I have a problem with fitting a custom function using scipy.optimize in Python and I do not know, why that is happening. I generate data from centered and normalized binomial distribution (Gaussian curve) and then fit a curve. The expected outcome is in the picture when I plot my function over the fitted data. But when I do the fitting, it fails.
I'm convinced it is a pythonic thing because it should give the parameter a = 1 (that's how I define it) and it gives it but then the fit is bad (see picture). However, if I change sigma to 0.65*sigma in:
p_halfg, p_halfg_cov = optimize.curve_fit(lambda x, a:piecewise_half_gauss(x, a, sigma = 0.65*sigma_fit), x, y, p0=[1])
, it gives almost perfect fit (a is then 5/3, as predicted by math). Those fits should be the same and they are not! I give more comments bellow. Could you please tell me what is happening and where the problem could be?
Plot with a=1 and sigma = sigma_fit
Plot with sigma = 0.65*sigma_fit
I generate data from normalized binomial distribution (I can provide my code but the values are more important now). It is a distribution with N = 10 and p = 0.5 and I'm centering it and taking only the right side of the curve. Then I'm fitting it with my half-gauss function, which should be the same distribution as binomial if its parameter a = 1 (and the sigma is equal to the sigma of the distribution, sqrt(np(1-p)) ). Now the problem is first that it does not fit the data as shown in the picture despite getting the correct value of parameter a.
Notice weird stuff... if I set sigma = 3* sigma_fit, I get a = 1/3 and a very bad fit (underestimate).

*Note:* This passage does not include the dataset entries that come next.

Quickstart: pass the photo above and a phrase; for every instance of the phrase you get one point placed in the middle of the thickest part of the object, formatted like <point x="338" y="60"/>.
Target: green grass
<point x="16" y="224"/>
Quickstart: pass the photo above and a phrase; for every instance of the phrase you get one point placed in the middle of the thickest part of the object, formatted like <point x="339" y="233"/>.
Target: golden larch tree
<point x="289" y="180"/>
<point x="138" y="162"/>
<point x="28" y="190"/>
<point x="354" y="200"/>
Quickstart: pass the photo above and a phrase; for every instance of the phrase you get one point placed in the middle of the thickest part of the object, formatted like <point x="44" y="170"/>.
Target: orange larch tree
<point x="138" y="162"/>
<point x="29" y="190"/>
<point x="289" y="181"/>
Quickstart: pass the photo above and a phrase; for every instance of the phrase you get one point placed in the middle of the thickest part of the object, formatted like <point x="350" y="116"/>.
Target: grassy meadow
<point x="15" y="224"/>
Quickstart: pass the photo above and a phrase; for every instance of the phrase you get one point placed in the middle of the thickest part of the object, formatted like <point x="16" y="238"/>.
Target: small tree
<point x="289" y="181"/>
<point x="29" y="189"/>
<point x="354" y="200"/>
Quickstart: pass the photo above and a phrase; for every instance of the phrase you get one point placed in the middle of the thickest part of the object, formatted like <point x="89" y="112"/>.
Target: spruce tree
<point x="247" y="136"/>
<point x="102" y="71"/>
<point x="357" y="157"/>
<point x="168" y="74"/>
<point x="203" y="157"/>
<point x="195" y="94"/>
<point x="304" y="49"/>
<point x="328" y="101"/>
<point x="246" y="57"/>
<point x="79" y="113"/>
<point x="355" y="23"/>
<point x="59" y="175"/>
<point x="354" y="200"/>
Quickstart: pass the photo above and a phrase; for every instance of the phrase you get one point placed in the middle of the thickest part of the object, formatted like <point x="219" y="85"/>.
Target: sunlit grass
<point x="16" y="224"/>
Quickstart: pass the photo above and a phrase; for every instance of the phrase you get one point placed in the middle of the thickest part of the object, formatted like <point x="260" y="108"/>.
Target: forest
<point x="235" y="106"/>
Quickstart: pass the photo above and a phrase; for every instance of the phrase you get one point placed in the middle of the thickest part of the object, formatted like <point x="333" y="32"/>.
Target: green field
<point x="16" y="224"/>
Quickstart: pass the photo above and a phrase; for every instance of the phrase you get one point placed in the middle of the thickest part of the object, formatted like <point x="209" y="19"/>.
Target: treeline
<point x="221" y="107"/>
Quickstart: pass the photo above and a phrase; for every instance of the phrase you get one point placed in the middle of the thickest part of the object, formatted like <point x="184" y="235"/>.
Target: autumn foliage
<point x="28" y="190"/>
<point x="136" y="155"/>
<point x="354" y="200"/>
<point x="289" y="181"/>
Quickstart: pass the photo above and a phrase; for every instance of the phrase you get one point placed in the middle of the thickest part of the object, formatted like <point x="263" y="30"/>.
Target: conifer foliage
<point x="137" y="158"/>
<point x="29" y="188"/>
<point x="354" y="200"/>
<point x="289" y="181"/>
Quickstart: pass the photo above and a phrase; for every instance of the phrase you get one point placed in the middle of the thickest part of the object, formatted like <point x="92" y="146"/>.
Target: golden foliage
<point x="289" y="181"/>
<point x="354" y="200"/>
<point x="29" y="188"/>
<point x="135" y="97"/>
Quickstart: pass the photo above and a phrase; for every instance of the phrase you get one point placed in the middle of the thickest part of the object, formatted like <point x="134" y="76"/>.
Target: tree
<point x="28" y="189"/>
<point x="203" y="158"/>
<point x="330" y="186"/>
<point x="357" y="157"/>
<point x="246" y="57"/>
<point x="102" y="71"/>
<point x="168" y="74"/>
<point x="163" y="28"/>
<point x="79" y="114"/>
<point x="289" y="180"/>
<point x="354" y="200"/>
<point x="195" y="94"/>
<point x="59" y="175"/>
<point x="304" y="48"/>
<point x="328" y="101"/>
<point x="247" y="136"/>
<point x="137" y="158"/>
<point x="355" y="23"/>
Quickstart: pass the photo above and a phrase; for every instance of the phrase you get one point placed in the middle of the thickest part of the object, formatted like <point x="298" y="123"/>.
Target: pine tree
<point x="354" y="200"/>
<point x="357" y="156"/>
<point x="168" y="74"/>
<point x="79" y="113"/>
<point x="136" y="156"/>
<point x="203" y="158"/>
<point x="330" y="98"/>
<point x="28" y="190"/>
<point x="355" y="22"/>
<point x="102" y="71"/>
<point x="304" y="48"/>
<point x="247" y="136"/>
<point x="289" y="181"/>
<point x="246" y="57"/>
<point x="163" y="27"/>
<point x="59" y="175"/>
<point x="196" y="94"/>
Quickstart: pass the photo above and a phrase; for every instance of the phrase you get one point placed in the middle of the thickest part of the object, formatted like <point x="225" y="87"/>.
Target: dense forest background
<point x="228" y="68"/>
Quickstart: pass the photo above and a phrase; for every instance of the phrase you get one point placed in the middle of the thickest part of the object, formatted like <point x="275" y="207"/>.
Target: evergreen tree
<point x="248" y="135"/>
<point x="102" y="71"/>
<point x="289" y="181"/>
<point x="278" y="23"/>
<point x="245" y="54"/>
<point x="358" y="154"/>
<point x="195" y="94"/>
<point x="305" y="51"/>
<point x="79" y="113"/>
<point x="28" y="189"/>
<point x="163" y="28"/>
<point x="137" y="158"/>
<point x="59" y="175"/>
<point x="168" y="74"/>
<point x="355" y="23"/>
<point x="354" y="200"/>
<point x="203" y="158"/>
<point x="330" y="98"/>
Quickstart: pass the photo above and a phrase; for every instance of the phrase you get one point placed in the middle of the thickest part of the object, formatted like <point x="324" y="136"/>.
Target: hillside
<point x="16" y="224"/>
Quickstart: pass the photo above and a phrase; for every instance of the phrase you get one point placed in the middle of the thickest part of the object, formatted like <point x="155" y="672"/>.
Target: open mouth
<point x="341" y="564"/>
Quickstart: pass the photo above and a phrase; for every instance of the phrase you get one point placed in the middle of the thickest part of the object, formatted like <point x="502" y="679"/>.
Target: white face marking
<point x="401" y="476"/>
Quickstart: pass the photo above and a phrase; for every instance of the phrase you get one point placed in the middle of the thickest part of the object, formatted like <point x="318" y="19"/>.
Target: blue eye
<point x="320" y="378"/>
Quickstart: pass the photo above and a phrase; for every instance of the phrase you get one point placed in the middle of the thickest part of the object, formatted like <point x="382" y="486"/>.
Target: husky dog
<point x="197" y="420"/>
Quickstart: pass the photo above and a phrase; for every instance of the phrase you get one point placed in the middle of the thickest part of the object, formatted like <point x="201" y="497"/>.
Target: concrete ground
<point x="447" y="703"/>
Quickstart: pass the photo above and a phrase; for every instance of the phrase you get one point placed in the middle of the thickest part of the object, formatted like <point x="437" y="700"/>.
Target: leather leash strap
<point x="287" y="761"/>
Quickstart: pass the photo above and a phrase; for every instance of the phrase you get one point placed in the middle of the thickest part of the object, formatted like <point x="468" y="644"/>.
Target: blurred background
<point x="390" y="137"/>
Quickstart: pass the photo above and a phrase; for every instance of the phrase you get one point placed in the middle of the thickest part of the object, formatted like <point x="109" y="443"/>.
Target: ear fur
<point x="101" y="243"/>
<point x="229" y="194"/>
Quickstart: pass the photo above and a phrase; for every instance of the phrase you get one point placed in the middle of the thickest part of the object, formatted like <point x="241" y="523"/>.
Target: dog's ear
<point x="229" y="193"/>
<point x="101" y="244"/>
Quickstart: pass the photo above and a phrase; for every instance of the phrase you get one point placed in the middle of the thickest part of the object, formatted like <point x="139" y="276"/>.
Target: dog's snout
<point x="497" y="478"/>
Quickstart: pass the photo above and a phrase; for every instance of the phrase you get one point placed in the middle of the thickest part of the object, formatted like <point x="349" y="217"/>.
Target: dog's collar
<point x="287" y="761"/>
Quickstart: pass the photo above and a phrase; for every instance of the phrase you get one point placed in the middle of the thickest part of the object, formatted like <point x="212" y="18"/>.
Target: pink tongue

If I set it to 0.2*sigma_fit, I get also a bad fit and a = 1/0.2 = 5 (overestimate). And so on. Why? (btw. a=1/sigma so the fitting procedure should work).
import numpy as np
import matplotlib.pyplot as plt
import math
pi = math.pi
import scipy.optimize as optimize
# define my function
sigma_fit = 1
def piecewise_half_gauss(x, a, sigma=sigma_fit):
"""Half of normal distribution curve, defined as gaussian centered at 0 with constant value of preexponential factor for x < 0
Arguments: x values as ndarray whose numbers MUST be float type (use linspace or np.arange(start, end, step, dtype=float),
a as a parameter of width of the distribution,
sigma being the deviation, second moment
Returns: Half gaussian curve
Ex:
>>> piecewise_half_gauss(5., 1)
array(0.04839414)
>>> x = np.linspace(0,10,11)
... piecewise_half_gauss(x, 2, 3)
array([0.06649038, 0.06557329, 0.0628972 , 0.05867755, 0.05324133,
0.04698531, 0.04032845, 0.03366645, 0.02733501, 0.02158627,
0.01657952])
>>> piecewise_half_gauss(np.arange(0,11,1, dtype=float), 1, 2.4)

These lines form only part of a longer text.